Tuples represented by immutable Tuples instances can also be submitted to an output port using StreamingOutput.submit(). When an input port's schema matches an output port, the Tuple reference that is passed into the process() method can be submitted directly to the output port. Otherwise, the interface StreamSchema provides a number of utility methods to generate Tuple instances specific to its schema.

Here is an example of a process method in an operator that shows the use of methods on Tuple and OutputTuple.

@Override
public void process(StreamingInput stream, Tuple tuple) throws Exception {
      OutputTuple outputTuple = getOutput(0).newTuple();

      // Copy across all matching attributes.
      outputTuple.assign(tuple);

      long timestamp = tuple.getLong(“timestamp”);
      float temperature = tuple.getFloat(“temperature”);

      // calculate data from timestamp & temperature
      double threshold = …

      outputTuple.setDouble(“threshold”, threshold);

      getOutput(0).submit(outputTuple);
}
An operator that is implemented in Java can be written to support arbitrary schemas for input and output port, which allows operators to be implemented in Java that can be used in different streams processing application. Such an operator can adapt itself to a specific invocation by:
  • Using parameters for configuration, which allows for an operator that performs a generic calculation on an integer.

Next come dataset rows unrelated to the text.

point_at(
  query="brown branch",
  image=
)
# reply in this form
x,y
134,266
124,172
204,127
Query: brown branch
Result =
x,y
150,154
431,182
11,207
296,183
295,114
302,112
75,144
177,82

Also, double attributes to use a parameter to indicate which attributes in the input stream to perform the calculations on.
  • Using the stream definitions available from the OperatorContext to determine its action. For example, calculations on any attribute whose name ended in _Sample.
  • Imposing requirements on the schema of the stream. For example, an operator that calculates the attributes price and volume and copies all other attributes unchanged to the output stream.
  • Coping with arbitrary stream schemas. For example, an operator that produces a generic representation of tuples that include name-value pairs for each attribute, such as an XML representation or an HTTP query.

More detailed descriptions of the APIs are provided in the com.ibm.streams.operator Javadoc.